I wonder if ITCA’s clients are aware of the way that their interests are “represented”. Not very smart, PR-wise. ITCA’s shady business model is based on intimidation tactics, which makes ITCA sound more like a criminal organisation than a respectable company. Either way, Pimentel need not fear. ITCA won’t stand a chance in court.

BTW. ITCA’s chief exec is based in Willemstad, Curacao of all places. Nuff said.
classic01

That’s why you should always use a firewall and not let any software to phone home when it doesn’t need to.

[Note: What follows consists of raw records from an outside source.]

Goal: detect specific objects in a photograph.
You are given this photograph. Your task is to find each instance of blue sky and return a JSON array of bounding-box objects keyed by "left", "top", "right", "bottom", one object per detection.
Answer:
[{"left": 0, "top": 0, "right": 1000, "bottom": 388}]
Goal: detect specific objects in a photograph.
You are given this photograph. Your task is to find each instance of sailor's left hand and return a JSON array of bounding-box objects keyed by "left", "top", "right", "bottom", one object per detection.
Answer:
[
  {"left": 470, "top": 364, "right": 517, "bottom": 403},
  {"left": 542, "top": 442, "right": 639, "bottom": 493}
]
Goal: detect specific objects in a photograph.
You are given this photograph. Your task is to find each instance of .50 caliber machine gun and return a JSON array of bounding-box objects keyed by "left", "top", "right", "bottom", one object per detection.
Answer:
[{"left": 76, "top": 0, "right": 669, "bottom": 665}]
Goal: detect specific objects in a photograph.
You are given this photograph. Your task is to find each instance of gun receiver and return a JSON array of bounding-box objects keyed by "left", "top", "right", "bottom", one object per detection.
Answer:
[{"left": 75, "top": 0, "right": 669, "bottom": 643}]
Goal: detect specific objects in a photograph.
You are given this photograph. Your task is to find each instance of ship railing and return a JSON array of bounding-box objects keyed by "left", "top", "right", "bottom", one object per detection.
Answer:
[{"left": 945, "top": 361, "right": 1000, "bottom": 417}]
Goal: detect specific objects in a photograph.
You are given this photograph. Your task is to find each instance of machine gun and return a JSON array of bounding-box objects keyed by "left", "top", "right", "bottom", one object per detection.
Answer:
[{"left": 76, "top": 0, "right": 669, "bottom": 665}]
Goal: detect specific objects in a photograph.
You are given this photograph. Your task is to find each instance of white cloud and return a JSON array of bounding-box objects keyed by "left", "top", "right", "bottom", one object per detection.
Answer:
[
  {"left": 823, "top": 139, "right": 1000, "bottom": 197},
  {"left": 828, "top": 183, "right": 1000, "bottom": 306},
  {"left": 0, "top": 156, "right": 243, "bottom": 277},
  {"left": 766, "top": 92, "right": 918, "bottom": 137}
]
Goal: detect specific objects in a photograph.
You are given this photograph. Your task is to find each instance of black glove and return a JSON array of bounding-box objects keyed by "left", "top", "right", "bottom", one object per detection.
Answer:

Also turn off all automatic updates.
- rebdav
  
  better yet only use Linux or another free OS and only compile or obtain software from the apt-get repositories.
  - Chinny Racoon
    
    That’s all well and good, but it’s impractical for a lot of people.
    - Stooge
      
      It’s also not very meaningful. I can recall at least a couple of instances where distros have gone out with malware or reputable repositories have hosted trojans.
      
      Just because the source code can be checked, doesn’t mean anyone will actually do it, and there’s nothing about sources of Linux software which makes them inherently more reliable or trustworthy than sources for other OSes.
      - Victor Drath
        
        “nothing about sources of Linux software which makes them inherently more reliable or trustworthy than sources for other OSes.”
        
        Yes, that is so true. And linux also has just as many problems as windows with malware, trojans, viruses and those damn metal mites that eat holes in the sides of your tower. :)
        
        But I will say no more b/c it’s off topic.
      - Anonymous
        
        “nothing about sources of Linux software which makes them inherently more reliable or trustworthy than sources for other OSes.”
        
        Yes, that is so true. And linux also has just as many problems as windows with malware, trojans, viruses and those damn metal mites that eat holes in the sides of your tower. :) I think you forgot your (/s) tag at the end.
      - Anonymous
        
        Seriously Stooge? The difference is you can actually check the source of Linux apps and OS. That does make it my inherently more trustworthy and reliable as that is the whole point.
        
        You make a good point about the fact that not all source is checked though, but the point is you can check it. You don’t have this option for the majority of Windows applications and the ENTIRE OS.
        
        So basically your full of it.
    - Anonymous
      
      What’s impractical is a lawyer or company shaking you down for 150 grand for absolutely nothing. I’ll take the Linux, thank you.
- Anonymous
  
  A firewall doesn’t help, unless you are blocking outbound HTTP, and in that case you can’t use the web. Why doesn’t a firewall help? Because the Sheriff thing is the one making the request, and as such is no different than your browser. Firewalls keep other clients from accessing your computer, they don’t keep your clients from accessing other computers.
- Anonymous
  
  So it sends data as an HTTP header to a predetermined submit page. Useless advice is useless.
Anonymous

I would have thought that the best way to deal with this kind of problem is to make it uneconomic for those doing it (no offence to the Linux/OS evangelists, but it’s the fraudsters that need to change their ways here). Fine the hell out of these people and chuck them in jail.

Some sort of database of evil software (with information as to why it is evil) for users as a blacklist would probably be good too (this does happen to some degree with anti-virus software).
Anonymous

@ classic01,
Nice practice, but a lot of these programs will not work at all w/o checking in, so you have to unblock it in order to even use it normally, legally.